On a t1042 target (linux), i talk to a pci EP. This device is a bridge to legacy, old school bus. It may generate PCI target abort in reaction of Bus ERRor on the underlying bus. This has to be handled in my application. All PCI transaction to this device are not posted in my context.
When it occurs, the core (on which pci device driver was running) freeze on the load instruction (load that ended in the PCI Target Abort).
I ve found many discussion about what look like similar issues on P2020, mpc85xx, etc.
And some Linux kernel patch trying to handle that:
And this (never accepted) patch (it did not help me)
Following this one:
Does anybody known if the mpc85xx's erratum mentionned in this last link is still applicable to e5500 ?
What I can see is that fsl pci edac driver interrupt handler run as the "PEX pcie RC logic" detect the target abort. So it seems to have a good behavior from the pci device EP to the t1042 SoC (through pcie switch and pcie/pci bridge)
I don't think any machine check exception is run at all.
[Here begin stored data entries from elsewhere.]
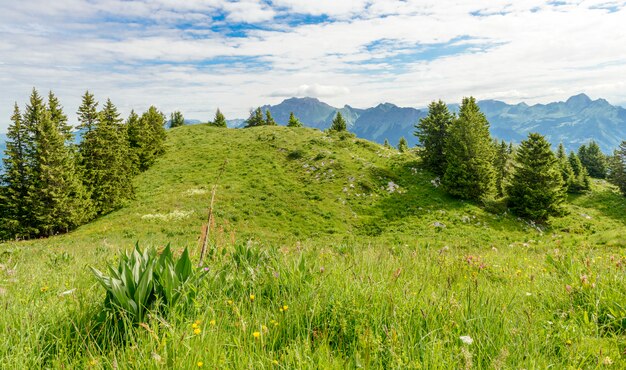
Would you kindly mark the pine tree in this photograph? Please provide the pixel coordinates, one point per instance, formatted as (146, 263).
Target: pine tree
(617, 167)
(108, 166)
(58, 118)
(269, 120)
(58, 199)
(146, 137)
(16, 179)
(339, 124)
(255, 119)
(593, 160)
(176, 119)
(536, 189)
(293, 121)
(403, 146)
(219, 120)
(431, 132)
(502, 165)
(567, 173)
(581, 181)
(469, 154)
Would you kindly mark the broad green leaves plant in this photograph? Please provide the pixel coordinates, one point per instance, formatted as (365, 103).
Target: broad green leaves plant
(144, 280)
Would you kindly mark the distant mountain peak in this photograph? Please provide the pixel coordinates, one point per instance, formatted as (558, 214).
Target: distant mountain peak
(579, 100)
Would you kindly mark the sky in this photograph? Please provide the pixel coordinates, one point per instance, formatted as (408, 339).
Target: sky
(198, 55)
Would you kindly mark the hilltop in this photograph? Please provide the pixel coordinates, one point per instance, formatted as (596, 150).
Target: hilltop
(573, 122)
(370, 262)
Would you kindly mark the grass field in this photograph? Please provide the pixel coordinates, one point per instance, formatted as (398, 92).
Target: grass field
(353, 259)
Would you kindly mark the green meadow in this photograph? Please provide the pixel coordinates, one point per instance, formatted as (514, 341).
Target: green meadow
(325, 251)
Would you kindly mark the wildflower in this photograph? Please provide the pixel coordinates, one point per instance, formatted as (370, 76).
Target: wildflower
(466, 339)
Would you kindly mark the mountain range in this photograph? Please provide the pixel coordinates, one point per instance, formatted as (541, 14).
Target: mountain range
(573, 122)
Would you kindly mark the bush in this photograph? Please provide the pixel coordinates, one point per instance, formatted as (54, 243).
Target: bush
(146, 280)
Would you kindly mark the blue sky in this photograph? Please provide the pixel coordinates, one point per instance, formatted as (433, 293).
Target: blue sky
(197, 55)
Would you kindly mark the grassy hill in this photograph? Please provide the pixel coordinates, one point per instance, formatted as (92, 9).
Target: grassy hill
(377, 266)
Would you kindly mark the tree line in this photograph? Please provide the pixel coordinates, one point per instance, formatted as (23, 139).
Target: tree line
(531, 179)
(51, 184)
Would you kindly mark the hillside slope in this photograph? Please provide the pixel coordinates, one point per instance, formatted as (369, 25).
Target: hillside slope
(336, 253)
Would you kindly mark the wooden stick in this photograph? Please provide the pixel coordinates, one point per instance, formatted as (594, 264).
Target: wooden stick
(205, 240)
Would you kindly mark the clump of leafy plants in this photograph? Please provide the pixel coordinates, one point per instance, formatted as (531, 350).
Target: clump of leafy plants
(147, 280)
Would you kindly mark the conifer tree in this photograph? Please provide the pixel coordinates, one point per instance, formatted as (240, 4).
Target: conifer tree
(109, 166)
(58, 199)
(502, 165)
(255, 119)
(146, 137)
(617, 167)
(293, 121)
(176, 119)
(581, 181)
(431, 132)
(339, 124)
(536, 189)
(16, 179)
(58, 118)
(469, 154)
(403, 146)
(567, 173)
(219, 120)
(593, 160)
(269, 120)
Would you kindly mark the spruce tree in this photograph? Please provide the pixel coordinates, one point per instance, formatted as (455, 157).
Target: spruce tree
(567, 173)
(431, 132)
(176, 119)
(269, 120)
(16, 179)
(58, 118)
(502, 165)
(403, 146)
(469, 154)
(109, 166)
(293, 121)
(617, 167)
(339, 124)
(255, 119)
(146, 137)
(58, 199)
(581, 181)
(536, 189)
(593, 160)
(219, 120)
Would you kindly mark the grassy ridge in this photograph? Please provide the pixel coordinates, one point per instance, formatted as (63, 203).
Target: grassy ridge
(375, 265)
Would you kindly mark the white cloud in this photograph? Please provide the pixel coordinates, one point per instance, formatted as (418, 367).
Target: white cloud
(314, 91)
(134, 53)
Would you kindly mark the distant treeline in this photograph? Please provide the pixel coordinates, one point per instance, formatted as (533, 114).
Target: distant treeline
(51, 184)
(530, 179)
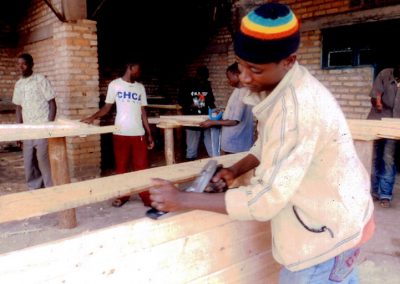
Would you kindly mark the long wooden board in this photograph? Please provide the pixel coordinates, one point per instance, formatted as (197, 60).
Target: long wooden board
(59, 128)
(183, 248)
(374, 129)
(19, 206)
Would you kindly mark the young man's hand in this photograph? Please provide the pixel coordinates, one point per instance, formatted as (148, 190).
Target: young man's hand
(208, 123)
(88, 120)
(150, 142)
(165, 196)
(222, 179)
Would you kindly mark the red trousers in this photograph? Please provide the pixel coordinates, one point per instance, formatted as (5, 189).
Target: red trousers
(131, 155)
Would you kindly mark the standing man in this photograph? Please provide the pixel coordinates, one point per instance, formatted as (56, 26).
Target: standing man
(196, 98)
(237, 120)
(133, 137)
(385, 101)
(35, 100)
(309, 180)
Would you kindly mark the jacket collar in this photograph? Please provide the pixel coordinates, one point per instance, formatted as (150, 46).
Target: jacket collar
(262, 101)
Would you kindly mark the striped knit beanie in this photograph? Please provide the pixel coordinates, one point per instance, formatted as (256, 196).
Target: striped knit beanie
(267, 34)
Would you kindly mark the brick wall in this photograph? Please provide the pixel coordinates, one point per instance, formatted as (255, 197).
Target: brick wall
(8, 76)
(77, 87)
(66, 53)
(350, 86)
(217, 58)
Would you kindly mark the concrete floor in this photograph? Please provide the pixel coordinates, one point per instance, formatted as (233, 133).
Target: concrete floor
(380, 260)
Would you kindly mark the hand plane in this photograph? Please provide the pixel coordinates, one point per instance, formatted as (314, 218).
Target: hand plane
(198, 185)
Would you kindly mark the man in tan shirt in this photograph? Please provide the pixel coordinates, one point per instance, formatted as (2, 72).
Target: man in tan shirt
(35, 100)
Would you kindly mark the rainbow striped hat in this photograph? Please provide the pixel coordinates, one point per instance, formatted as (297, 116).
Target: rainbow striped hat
(268, 34)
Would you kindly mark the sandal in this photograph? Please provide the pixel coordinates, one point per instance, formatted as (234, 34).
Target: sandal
(385, 203)
(375, 197)
(118, 202)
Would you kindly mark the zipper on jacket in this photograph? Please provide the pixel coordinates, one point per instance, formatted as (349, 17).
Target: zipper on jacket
(320, 230)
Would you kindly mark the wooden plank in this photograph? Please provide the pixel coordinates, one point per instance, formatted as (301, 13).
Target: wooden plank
(60, 175)
(355, 17)
(374, 128)
(183, 120)
(59, 128)
(169, 146)
(173, 107)
(22, 205)
(179, 249)
(365, 151)
(252, 270)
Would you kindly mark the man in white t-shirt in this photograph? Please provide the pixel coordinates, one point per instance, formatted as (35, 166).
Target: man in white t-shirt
(130, 143)
(237, 120)
(35, 100)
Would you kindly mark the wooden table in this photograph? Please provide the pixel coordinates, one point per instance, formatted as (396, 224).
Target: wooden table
(56, 133)
(364, 133)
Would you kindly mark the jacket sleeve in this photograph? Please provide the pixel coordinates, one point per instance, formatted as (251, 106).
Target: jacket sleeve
(287, 151)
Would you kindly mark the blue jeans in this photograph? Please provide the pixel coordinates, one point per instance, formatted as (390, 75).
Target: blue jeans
(339, 269)
(383, 168)
(211, 141)
(37, 164)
Because I don't see anything in the console, even after spreading printk() in the revelant function in arch/powerpc/kernel/traps.c.
And I read 0 for all core in the /proc/interrupts for the "machine check" entry.
But sometime I get a "bad kernel stack pointer" in the console, that is weird because it must come from exception handling.
Does someone understand if it is all about a known issue ?
is there any linked errata that apply for all e500 family including e5500 ?
Problem occurs with linux-4.1.8, linux-4.19.1, (for exemple) with or without fsl mpc85xx EDAC and AER drivers active.
The cpu is reported stall by other core in the console. No more jiffies count added for the freezed core in /proc/stat.
What i expect woulb be that a dedicated exception handler stop the load instruction, so that the core resume and application can deal with the problem.